Now this leads me to the present time. We are currently in the new year and I STILL have not got my act together. I will admit, I have made significant changes to my day-to-day diet and I even track here or there. But, the motivation is simply lacking. Also, I'm unable to get to the gym in the mornings right now because I am babysitting for a friend and have been for a week.  My car does not have enough room to fit a car seat for her daughter as well as my boys'....so I'm stuck at home with them all day. And I will admit that after she picks up her daughter for the day and I get dinner ready, clean the kitchen and clean up the house from the day's mayhem of child care, I'm pretty darn pooped out. And I rarely make it to the gym at night. My last day of babysitting is this Friday.  My "plan" for this week is to get up early before Rob leaves for work in the morning and before my friend gets here with her daughter, and try to go for a short run. A very very very VERY short run. I'm talking, maybe just 10minutes or so. Then I will go to the gym at night after everything is said and done for the day. Its the best I can do for now. And sometimes, thats just okay.
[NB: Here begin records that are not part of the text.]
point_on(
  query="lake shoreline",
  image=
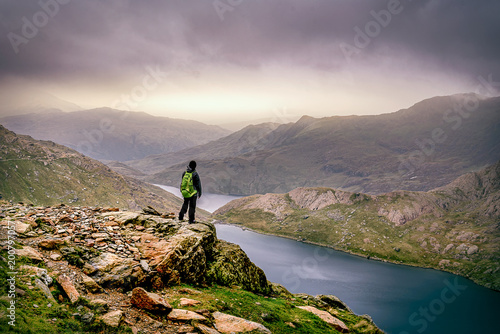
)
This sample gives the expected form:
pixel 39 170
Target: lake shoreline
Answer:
pixel 352 252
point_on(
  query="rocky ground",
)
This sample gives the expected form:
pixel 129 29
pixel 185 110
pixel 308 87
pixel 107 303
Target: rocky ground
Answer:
pixel 129 270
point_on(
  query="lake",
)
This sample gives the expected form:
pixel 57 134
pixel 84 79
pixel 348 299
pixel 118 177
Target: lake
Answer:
pixel 400 299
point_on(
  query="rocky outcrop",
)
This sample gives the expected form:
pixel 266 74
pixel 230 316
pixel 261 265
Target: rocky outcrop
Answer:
pixel 408 206
pixel 319 198
pixel 232 266
pixel 327 317
pixel 122 269
pixel 149 301
pixel 226 323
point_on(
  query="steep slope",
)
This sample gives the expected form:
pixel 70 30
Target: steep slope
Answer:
pixel 124 272
pixel 419 148
pixel 109 134
pixel 45 173
pixel 453 228
pixel 238 143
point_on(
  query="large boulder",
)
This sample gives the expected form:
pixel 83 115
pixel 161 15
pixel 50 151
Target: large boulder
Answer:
pixel 110 270
pixel 186 255
pixel 231 266
pixel 149 301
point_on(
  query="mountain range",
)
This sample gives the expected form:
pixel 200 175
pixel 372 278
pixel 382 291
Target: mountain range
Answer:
pixel 45 173
pixel 109 134
pixel 454 228
pixel 419 148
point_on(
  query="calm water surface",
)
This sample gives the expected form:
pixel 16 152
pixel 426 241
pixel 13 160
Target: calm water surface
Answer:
pixel 400 299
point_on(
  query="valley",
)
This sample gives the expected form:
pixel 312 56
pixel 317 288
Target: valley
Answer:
pixel 420 148
pixel 453 228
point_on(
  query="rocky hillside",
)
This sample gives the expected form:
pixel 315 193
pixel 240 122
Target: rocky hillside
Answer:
pixel 92 270
pixel 419 148
pixel 453 228
pixel 246 140
pixel 45 173
pixel 109 134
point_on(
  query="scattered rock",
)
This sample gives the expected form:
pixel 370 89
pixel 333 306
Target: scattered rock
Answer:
pixel 184 315
pixel 472 250
pixel 189 302
pixel 100 305
pixel 68 287
pixel 55 257
pixel 205 329
pixel 328 318
pixel 149 301
pixel 231 266
pixel 22 228
pixel 50 244
pixel 90 284
pixel 447 248
pixel 113 318
pixel 44 288
pixel 226 323
pixel 114 271
pixel 30 253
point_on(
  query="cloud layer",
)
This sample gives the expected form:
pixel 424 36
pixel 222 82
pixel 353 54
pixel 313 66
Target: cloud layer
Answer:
pixel 209 45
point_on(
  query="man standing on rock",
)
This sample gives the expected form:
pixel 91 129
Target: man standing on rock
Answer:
pixel 191 190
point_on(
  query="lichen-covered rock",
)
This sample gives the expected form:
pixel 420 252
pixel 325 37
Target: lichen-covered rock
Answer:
pixel 149 301
pixel 113 318
pixel 184 315
pixel 90 284
pixel 328 318
pixel 226 323
pixel 116 272
pixel 29 252
pixel 68 287
pixel 186 256
pixel 231 266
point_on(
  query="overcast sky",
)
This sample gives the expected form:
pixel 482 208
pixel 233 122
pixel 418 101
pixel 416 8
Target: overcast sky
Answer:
pixel 226 60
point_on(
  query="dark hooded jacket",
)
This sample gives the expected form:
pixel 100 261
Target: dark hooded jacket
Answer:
pixel 196 180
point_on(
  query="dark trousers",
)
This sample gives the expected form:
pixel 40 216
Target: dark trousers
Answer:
pixel 191 203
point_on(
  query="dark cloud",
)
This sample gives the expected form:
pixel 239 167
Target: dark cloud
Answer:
pixel 110 38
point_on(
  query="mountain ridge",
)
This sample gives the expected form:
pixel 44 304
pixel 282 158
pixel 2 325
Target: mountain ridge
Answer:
pixel 110 134
pixel 452 228
pixel 419 148
pixel 45 173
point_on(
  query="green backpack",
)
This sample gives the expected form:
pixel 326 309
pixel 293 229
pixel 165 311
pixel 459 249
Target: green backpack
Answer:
pixel 187 187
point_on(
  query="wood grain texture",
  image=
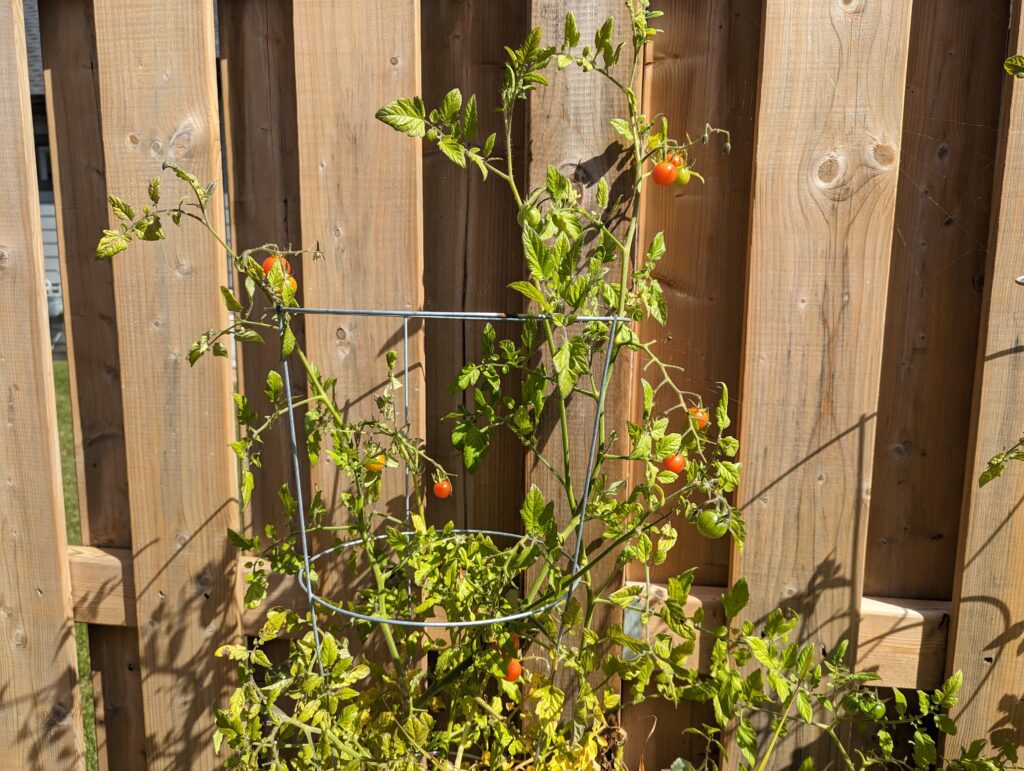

I can't sit here and type out that I have any really grand ideas of huge successes this year. I CAN tell you that I want to run a half marathon within this year.  I also want to make it simply back to my pre-pregnancy weight (which is roughly 40lbs to lose in order to get there), and I want to get a job using my Paralegal Degree within this year. Thats it. No real "resolutions" this year. I'm simply stating the things I'm planning on doing. I've begun to stop with the New Years Resolutions. I never really do them. Isn't that funny? I think MOST people can agree with me on this one.  I would go as far to say that probably about 80% of all New Year's Resolutions are not completed or accomplished each year. And thats okay too. Thats life.

So, thats it for now. I'll be back tomorrow with another NAIL BITING entry (hahaha - enjoy that sarcasm? Get used to it!)